Einige Eintracht-Spieler schaffen es aktuell nicht aus dem Leistungsloch
Die Rädchen aber greifen deutlich sichtbar nicht mehr ineinander, eigentliche Leistungsträger tauchen abwechselnd ab, bereits vorher wankelmütige Profis machen einfach damit weiter. Kristijan Jakic etwa zeigte gegen Union ein starkes Spiel, patzte dann aber in Leverkusen mehrfach. Andere dagegen kommen überhaupt nicht mehr raus aus ihrem Leistungsloch, Evan Ndicka, Rafael Borré, Daichi Kamada - um nur drei zu nennen. Manch ein Profi mag gar mit seiner Zukunftsplanung über die Saison hinaus beschäftigt sein. Selbst der Trainer Oliver Glasner, der über eineinhalb Jahre durch seine Klarheit und Fokussierung aufs Wesentliche durchweg überzeugte, gab nach Spielschluss in Leverkusen zum zweiten Mal binnen weniger Wochen ein seltsam unsouveränes Bild ab.
Natürlich, unterm Bayer-Kreuz haben Eintracht-Niederlagen längst Tradition, insofern kam auch jene vom Samstag nicht überraschend, zumal die Formkurven der beiden Teams bereits vorher diametral auseinandergingen. Eine Niederlage in Leverkusen, herausgekommen, „weil wir defensiv zu viele Fehler gemacht haben und offensiv zu wenig Effizienz hatten“, so Glasner, kann immer passieren, muss stets eingepreist werden gegen die spiel- und sprintstarke Truppe.
Ungünstig ist es aber, wenn zuvor bereits Heimspiele gegen Leichtgewichte wie Bochum (1:1) und Stuttgart (1:1) vergeigt wurden. Diese (vier) Punkte kommen nicht zurück, und will man seine hohen Ziele, den Europacup, über die Liga noch erreichen, müssten eben Spiele außer der Reihe gewonnen werden. Etwa in Leipzig, in Wolfsburg, bei Union Berlin, in Leverkusen - doch nix da.

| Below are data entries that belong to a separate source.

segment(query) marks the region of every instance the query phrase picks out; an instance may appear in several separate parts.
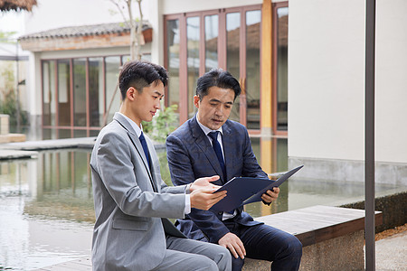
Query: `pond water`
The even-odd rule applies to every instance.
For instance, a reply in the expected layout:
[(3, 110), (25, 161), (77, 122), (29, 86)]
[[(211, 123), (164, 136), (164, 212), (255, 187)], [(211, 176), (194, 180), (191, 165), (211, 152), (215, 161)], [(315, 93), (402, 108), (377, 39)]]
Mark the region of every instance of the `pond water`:
[[(252, 138), (266, 172), (288, 170), (287, 139)], [(171, 184), (166, 153), (158, 153), (162, 176)], [(90, 150), (41, 152), (36, 159), (0, 162), (0, 270), (32, 270), (90, 255), (94, 223), (89, 162)], [(393, 187), (376, 186), (378, 191)], [(253, 217), (316, 204), (363, 200), (364, 183), (292, 179), (277, 202), (251, 203)]]

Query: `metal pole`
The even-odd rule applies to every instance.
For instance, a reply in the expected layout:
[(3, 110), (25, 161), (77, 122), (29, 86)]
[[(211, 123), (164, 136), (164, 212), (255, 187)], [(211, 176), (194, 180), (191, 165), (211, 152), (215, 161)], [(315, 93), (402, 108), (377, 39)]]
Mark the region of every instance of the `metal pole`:
[(366, 0), (364, 92), (365, 267), (375, 270), (374, 249), (374, 53), (376, 1)]
[(16, 113), (16, 117), (17, 117), (17, 133), (20, 133), (20, 91), (19, 91), (19, 84), (18, 81), (20, 80), (19, 78), (19, 70), (18, 70), (18, 41), (15, 42), (15, 63), (16, 63), (16, 75), (15, 78), (17, 79), (17, 84), (16, 84), (16, 89), (15, 89), (15, 92), (16, 92), (16, 107), (17, 107), (17, 113)]

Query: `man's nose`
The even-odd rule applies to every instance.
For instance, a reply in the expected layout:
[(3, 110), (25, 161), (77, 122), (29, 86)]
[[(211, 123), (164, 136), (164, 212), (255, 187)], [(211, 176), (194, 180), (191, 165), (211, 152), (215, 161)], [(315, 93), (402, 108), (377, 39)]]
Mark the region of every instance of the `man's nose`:
[(156, 103), (156, 109), (161, 109), (161, 101), (158, 100), (158, 102)]
[(216, 108), (216, 110), (215, 110), (215, 114), (216, 114), (217, 116), (222, 116), (222, 115), (223, 115), (223, 109), (222, 109), (222, 107), (218, 107)]

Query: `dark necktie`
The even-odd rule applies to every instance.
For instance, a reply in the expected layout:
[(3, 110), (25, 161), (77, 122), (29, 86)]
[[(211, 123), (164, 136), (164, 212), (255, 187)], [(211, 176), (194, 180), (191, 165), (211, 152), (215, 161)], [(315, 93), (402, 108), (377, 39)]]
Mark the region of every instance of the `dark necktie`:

Doch der Blick zur Konkurrenz, die von hinten drängt (Mainz, Wolfsburg, womöglich Gladbach), vorbeigezogen (Leverkusen) oder kaum mehr einzuholen ist (Freiburg, Leipzig), lohnt derzeit nicht aus Frankfurter Sicht. Läuft die Saison so weiter wie es aktuell den Anschein macht, also mäßig bis mies, endet sie für die Eintracht in etwa auf den Rängen acht bis zehn. Böse Zungen behaupten, dass das ja immerhin eine Verbesserung zur Vorsaison wäre, als es im Schatten des Europa-League-Triumphs nur zu Platz elf langte. Nun ja.
Eintracht-Sportchef: „Müssen endlich unsere einfachen Fehler abstellen“
Selbstverständlich ist es für die Eintracht noch drin, auch zwei Punkte Rückstand auf Leverkusen wieder einzuholen, oder zumindest den mit hoher Wahrscheinlichkeit zur Conference League berechtigenden siebten Rang zu verteidigen, das Gezeigte aber spricht dagegen. „Wir werden unsere Zielsetzung nicht ändern“, sagt Krösche zwar, der Sportchef weiß aber auch: „Wir müssen endlich unsere einfachen Fehler abstellen.“ Die Eintracht-Defensive leistete bei den Toren von Amine Adli (10.), Moussa Diaby (35.), Sardar Azmoun (90. + 5) gütige Mithilfe. „Wir wollten in Leverkusen unseren Fußball weiterspielen“, bemängelte Sebastian Rode, „müssten aber auch mal abgezockter sein und mehr nachdenken, wo wir Bälle verlieren können und wo nicht.“ Der Kapitän schlägt vor mit Blick auf die Restrunde in der Bundesliga: „Es sind noch sieben Spiele, erst dann wird abgerechnet.“ Für Europa gelte es, „zu hoffen, zu kämpfen, zu arbeiten“. Oder irgendwie den Pokal zu gewinnen.